Hi Eugene,
Data distribution is done via the bucket allocation in the partition
region. By default a partition region uses 113 buckets.
Bucket allocation for data entries is done by taking the key.hashCode %
113 + 1. This can have an affect on the distribution. If over a
prolonged period you see that some buckets have the greater percentage
of data, you might consider increasing/decreasing the number of buckets.
You could potentially write your own custom partitioner Custom Partition
resolver
<http://geode.docs.pivotal.io/docs/developing/partitioned_regions/using_custom_partition_resolvers.html>.
But that seems to be overkill for what you are trying to achieve.
As for distribution of buckets over nodes, this can only be affected by
doing a rebalance. Having an equal distribution of data across all nodes
all the time, this does not seem feasible, due to the nature of hashes
and keys. But over time, you should see that the data will be "balanced"
across all the nodes.
--Udo
On 4/05/2016 7:24 am, Eugene Strokin wrote:
I've 10 nodes cluster now, and when I was starting it up 3 nodes
didn't connect because I was
missing enable-network-partition-detection=true property. I've sent
some traffic before I noticed the problem and it created total of ~500
items in the distributed cache.
I've stopped the traffic.
I've fixed the problem with those 3 nodes.
So 7 nodes had about 55 items and 3 nodes had 0.

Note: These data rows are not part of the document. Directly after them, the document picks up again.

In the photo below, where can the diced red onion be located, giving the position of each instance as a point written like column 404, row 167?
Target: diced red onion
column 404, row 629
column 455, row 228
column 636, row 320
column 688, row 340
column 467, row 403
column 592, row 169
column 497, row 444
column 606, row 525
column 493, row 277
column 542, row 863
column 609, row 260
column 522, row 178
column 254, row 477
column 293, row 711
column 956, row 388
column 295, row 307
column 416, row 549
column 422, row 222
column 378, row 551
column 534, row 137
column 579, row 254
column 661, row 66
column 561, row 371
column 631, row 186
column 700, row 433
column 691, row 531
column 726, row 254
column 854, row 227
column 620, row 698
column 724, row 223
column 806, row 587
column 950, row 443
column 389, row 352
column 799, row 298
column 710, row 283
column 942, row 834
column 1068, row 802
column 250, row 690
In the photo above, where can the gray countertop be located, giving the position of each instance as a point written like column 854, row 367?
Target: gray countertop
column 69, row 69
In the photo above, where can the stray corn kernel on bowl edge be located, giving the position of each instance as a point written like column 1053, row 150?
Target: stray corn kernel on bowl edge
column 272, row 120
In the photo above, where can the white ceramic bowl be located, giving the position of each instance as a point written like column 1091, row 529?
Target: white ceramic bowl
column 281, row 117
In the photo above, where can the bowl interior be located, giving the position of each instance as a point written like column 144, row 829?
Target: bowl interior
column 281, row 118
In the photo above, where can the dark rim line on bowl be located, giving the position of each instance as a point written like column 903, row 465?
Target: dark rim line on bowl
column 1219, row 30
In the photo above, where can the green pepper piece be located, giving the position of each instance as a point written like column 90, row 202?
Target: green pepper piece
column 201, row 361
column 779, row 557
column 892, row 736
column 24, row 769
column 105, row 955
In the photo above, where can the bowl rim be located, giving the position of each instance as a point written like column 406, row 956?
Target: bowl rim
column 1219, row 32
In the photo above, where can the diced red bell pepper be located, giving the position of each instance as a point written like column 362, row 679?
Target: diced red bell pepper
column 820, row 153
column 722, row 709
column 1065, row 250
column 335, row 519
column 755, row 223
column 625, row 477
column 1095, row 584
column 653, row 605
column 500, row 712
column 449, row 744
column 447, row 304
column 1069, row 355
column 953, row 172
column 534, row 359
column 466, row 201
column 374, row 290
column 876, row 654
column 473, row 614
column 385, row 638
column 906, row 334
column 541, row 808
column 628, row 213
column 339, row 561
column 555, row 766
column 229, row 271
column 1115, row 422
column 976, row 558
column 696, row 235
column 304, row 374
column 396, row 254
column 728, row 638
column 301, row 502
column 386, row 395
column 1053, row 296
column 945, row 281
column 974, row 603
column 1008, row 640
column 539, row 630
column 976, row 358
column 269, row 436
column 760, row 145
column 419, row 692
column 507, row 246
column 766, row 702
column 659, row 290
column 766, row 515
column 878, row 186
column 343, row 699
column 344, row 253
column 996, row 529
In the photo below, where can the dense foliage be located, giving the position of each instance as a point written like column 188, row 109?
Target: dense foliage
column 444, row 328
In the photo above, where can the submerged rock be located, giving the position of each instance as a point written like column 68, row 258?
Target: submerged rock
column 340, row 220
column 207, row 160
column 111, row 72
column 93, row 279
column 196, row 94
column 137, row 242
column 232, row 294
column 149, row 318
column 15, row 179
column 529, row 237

I thought, that such small difference wouldn't be even visible in a
long run, and I've put the traffic back on without cleaning the data.
Now, the cluster has total of ~300K items cached, and 7 nodes has
about 40K items, and those 3 nodes about 10K each.
Looks like the distribution kept the ration some how. Is this right?
Can it be fixed somehow without running rebalancing job? I don't mind
to keep those initial 55 items difference, just wanted to set cluster
to keep equal data distribution all the time.
Thanks
Eugene